Furthermore, the variation in abundances of isoforms originating from the same primary transcript is exemplified by the primary SPARC transcripts. All of the eight known SPARC isoforms that were expressed in the breast cancer samples (Figure 4E) originate from five different primary transcripts (Figure 4F shown as TSSI to TSSV). Interestingly, the highly abundant transcript from the primary transcript group I of SPARC, ENST00000520687, is defined as a non-expressed protein in the hg19 reference genome, but the abundance of that specific isoform was high in our samples of all three breast cancer types (Figures 4E and 4F). In primary transcript group III, the SPARC splice variant 5 (ENST00000521569) expresses 79% to 86% whereas SPARC splice variant 8 (ENST00000538026) expresses 13.8 to 20% out of total SPARC gene expression in all three breast cancers. These results reveal that the ENST00000521569 isoform of SPARC is most highly expressed in all three breast cancers.
Furthermore, some highly abundant primary transcript pools were unique to each of the breast cancer subtypes (Figure 4D). For example, the primary transcript abundance of apolipoprotein E (APOE) was high in the TNBC and Non-TNBC groups but not in the HER2-positive group.
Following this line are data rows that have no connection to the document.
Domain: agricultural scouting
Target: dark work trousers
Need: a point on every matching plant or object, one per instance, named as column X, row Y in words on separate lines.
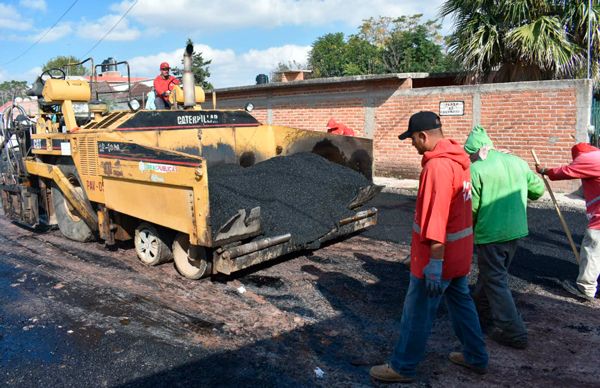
column 492, row 295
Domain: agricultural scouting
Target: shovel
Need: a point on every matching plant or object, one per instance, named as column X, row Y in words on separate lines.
column 562, row 220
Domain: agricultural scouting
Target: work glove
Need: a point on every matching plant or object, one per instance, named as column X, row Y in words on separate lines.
column 433, row 277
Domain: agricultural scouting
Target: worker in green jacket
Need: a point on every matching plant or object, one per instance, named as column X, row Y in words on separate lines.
column 501, row 184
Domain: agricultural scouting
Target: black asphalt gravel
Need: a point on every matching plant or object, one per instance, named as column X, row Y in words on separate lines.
column 303, row 194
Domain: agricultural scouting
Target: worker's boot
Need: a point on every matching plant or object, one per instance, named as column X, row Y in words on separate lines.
column 386, row 374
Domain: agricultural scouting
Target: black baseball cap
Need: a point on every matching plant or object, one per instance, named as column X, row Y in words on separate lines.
column 422, row 121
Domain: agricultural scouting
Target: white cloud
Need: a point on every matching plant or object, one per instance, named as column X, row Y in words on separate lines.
column 11, row 19
column 59, row 31
column 196, row 16
column 29, row 75
column 39, row 5
column 228, row 68
column 96, row 30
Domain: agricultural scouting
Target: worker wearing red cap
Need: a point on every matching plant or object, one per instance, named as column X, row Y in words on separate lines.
column 338, row 128
column 163, row 84
column 585, row 166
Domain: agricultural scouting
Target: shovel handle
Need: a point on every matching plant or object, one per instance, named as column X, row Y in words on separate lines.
column 560, row 216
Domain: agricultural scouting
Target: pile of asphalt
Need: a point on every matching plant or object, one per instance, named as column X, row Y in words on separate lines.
column 303, row 194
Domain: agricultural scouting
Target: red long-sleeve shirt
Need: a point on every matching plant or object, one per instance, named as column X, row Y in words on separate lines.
column 162, row 85
column 443, row 211
column 585, row 166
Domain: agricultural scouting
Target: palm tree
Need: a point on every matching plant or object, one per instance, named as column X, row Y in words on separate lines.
column 514, row 40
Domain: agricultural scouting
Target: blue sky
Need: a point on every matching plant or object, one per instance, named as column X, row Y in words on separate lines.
column 243, row 38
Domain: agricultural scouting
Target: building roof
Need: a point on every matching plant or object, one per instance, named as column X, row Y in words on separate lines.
column 336, row 80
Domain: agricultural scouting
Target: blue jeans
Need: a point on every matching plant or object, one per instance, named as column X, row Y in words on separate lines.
column 417, row 318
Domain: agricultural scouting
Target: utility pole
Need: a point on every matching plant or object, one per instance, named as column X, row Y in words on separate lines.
column 589, row 39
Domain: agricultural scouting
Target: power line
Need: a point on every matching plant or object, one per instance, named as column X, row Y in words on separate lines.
column 110, row 30
column 43, row 35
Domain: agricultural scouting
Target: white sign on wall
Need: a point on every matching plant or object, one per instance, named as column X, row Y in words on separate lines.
column 452, row 108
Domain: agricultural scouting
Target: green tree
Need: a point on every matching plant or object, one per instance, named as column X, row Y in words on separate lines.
column 327, row 58
column 199, row 68
column 12, row 89
column 62, row 62
column 276, row 74
column 382, row 45
column 362, row 57
column 413, row 51
column 512, row 40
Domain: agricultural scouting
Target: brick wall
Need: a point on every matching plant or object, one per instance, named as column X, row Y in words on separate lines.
column 548, row 116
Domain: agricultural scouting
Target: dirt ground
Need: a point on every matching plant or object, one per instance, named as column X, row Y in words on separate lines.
column 74, row 314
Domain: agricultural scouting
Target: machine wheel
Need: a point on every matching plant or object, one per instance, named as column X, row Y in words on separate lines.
column 150, row 245
column 69, row 223
column 191, row 269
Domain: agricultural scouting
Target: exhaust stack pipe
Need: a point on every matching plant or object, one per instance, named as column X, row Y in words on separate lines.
column 189, row 92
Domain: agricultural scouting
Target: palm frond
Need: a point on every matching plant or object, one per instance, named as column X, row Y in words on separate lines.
column 544, row 42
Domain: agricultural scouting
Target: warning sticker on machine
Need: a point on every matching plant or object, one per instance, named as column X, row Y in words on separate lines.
column 156, row 167
column 65, row 148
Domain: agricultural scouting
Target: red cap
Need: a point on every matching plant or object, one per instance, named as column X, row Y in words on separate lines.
column 582, row 148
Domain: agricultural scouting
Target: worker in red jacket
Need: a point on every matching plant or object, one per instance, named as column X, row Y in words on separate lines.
column 338, row 128
column 441, row 251
column 163, row 84
column 585, row 166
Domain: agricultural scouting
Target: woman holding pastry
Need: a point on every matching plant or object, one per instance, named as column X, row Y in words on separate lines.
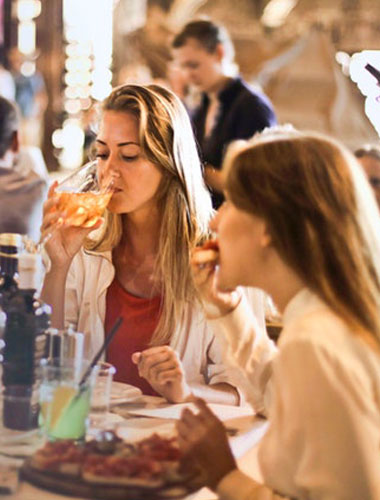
column 301, row 223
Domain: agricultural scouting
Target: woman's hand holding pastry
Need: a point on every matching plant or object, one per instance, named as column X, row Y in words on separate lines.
column 216, row 302
column 161, row 367
column 203, row 440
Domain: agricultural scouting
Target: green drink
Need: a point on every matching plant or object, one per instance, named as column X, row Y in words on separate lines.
column 64, row 405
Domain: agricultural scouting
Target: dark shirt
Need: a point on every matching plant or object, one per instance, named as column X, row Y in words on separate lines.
column 243, row 111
In the case of the HER2-positive group, primary transcripts for protein phosphatase 1B (PP1B) and ornithine decarboxylase antizyme 1 (OAZ1) were highly abundant and unique to this group compared with the other two groups. From this primary transcript analysis, we could unravel the transcriptional dynamics to the finer details, i.e., the expression and significance of the specific primary transcript pools and the precise isoforms that are abundant in specific breast cancer type.
“Genomic Hotspots”: the genomic loci enriched in primary transcripts are identical in all three groups
Next, we searched for the genomic loci that are enriched in primary transcripts, i.e. the “genomic hotspots”, in each type of breast cancer analysed in this study. These genomic regions containing highly abundant primary transcripts could steer the cellular machinery towards oncogenic processes through predominant splicing. Surprisingly, the top eight “genomic hotspots” that produced the highest number of primary transcripts are common in TNBC, Non-TNBC and HER2-positive breast cancers. They are presented in Figure 5A, along with the number of protein-coding genes that are encoded from one of these loci (Supporting Files 23, 24 and 25 comprising the top 20 genomic hotspots). For example, the genomic locus that has the highest primary transcript enrichment, Chr5: 139781398–140099052, encodes 12 genes (Figure 5B), including HRAS, HRAS2, SLC35A4 and NDUFA2. The expression levels of these genes, calculated as the sum of all of the isoforms associated with the genes in all 17 samples, are presented in Figure 5C. These findings clearly illustrate that these loci are highly transcriptionally active and participate in robust splicing to produce several isoforms. These loci are strikingly different from the normal breast tissue (Supporting File 26).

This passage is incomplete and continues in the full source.